British police arrested a fifth person on Sunday after a fuel-loaded jeep was rammed into Scotland's busiest airport in what police said was a terrorist attack linked to two failed car bombings in London.
The mode, timing and targets of the three attacks suggested a campaign linked to Prime Minister Gordon Brown's taking office earlier this week, security sources said. Brown himself said he saw a direct link to radical Islamists.
"It is clear that we are dealing in general terms with people who are associated with al Qaeda," Brown, a Scot who took office only last Wednesday, said in a television broadcast.
A police source said there was reason to believe those arrested were not British citizens. They included a 26-year-old man and a 27-year-old woman seized on a major highway in northern England on Saturday night and another man, 26, detained in Liverpool, 355 km south of Glasgow, on Sunday.
Two more men, described by witnesses as Asians, were taken into custody on Saturday immediately after they slammed a Jeep Cherokee into Glasgow airport and set the vehicle ablaze.
Most of the Asian population in Britain comes from the sub-continent, including India, Pakistan and Bangladesh.
Authorities evacuated a terminal at Heathrow airport to investigate a suspect package but later reopened it after declaring the area safe. Police also carried out a controlled explosion on a suspicious car parked at a hospital near Glasgow.
They said the car, near the hospital where one of the two Glasgow airport assailants was being treated for severe burns, was linked to the attack but not thought to contain explosives.

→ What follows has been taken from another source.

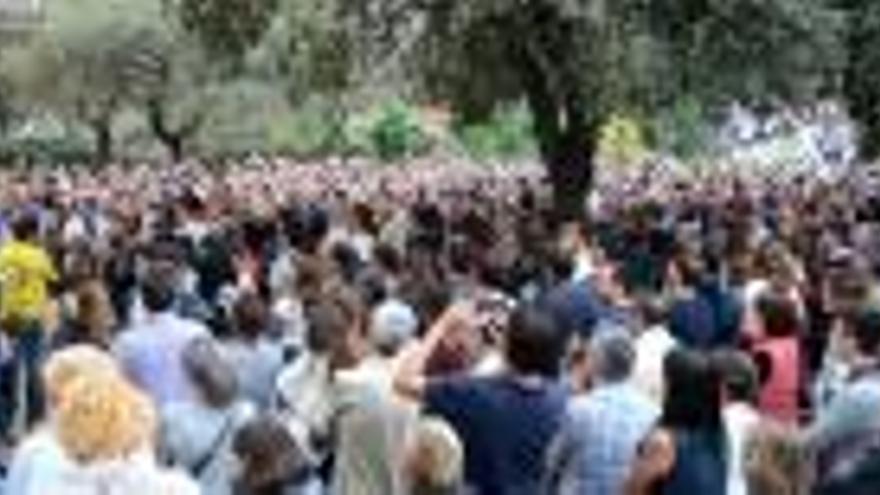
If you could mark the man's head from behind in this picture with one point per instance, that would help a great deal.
(612, 356)
(26, 227)
(534, 343)
(157, 290)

The airport attack came barely 36 hours after two car bombs loaded with fuel, gas canisters and nails were found in central London's theatre district primed to detonate.
The police source said multiple leads were still being followed but would not specify how many suspects still at large.
Following the series of threats, Britain raised its national security level to "critical", meaning the risk of further attacks was imminent, and increased security at airports.
"We are dealing with a long-term threat. It is not going to go away in the next few weeks or months," Brown said.
London's counter-terrorism chief inspected the Glasgow crime scene on Sunday and said the links between the attacks were "becoming ever clearer". He did not elaborate.
The United States also ramped up transportation security, including more air marshals on flights to Britain amid concern of copy cat strikes.
Outside Glasgow, Scotland's biggest city, police in white body suits searched houses near the airport. Neighbours said two Asian men had moved into a house there a month ago but had kept very much to themselves.
"I don't remember seeing them at all," said Mae Gordon, 67. "They were the only people around here you would never see."
Britain has seen an increase in terrorism-related threats since the Sept. 11 strikes on the United States and since it joined U.S. forces in invading Iraq in 2003. Some analysts believe the latest attacks may be designed to exert pressure on Britain to withdraw its troops from Iraq and Afghanistan.
"ACT OF EVIL"
Brown, facing pressure from some quarters at home to change policy on Iraq and withdraw British troops, appeared on BBC television on Sunday to discuss events.
"Irrespective of Iraq, irrespective of Afghanistan, irrespective of what is happening in different parts of the world, we have an international organisation trying to inflict the maximum damage on civilian life in pursuit of a terrorist cause that is totally unacceptable to most people," he said.
"Terrorism can never be justified as an act of faith. It is an act of evil in all circumstances."
In the attack in Glasgow, 600 km north of London, witnesses said two men raced a green Jeep Cherokee into the glass doors of the airport terminal before dousing it in petrol and setting it alight in a giant fireball.
Security analysts said the earlier London car bomb plot bore the hallmarks of a previous al Qaeda plan to attack London with fuel-filled cars, and another plan to bomb a major night club.
The series of plots comes almost two years since the July 7, 2005 suicide attacks on London's transport system, when four British Islamists killed 52 commuters.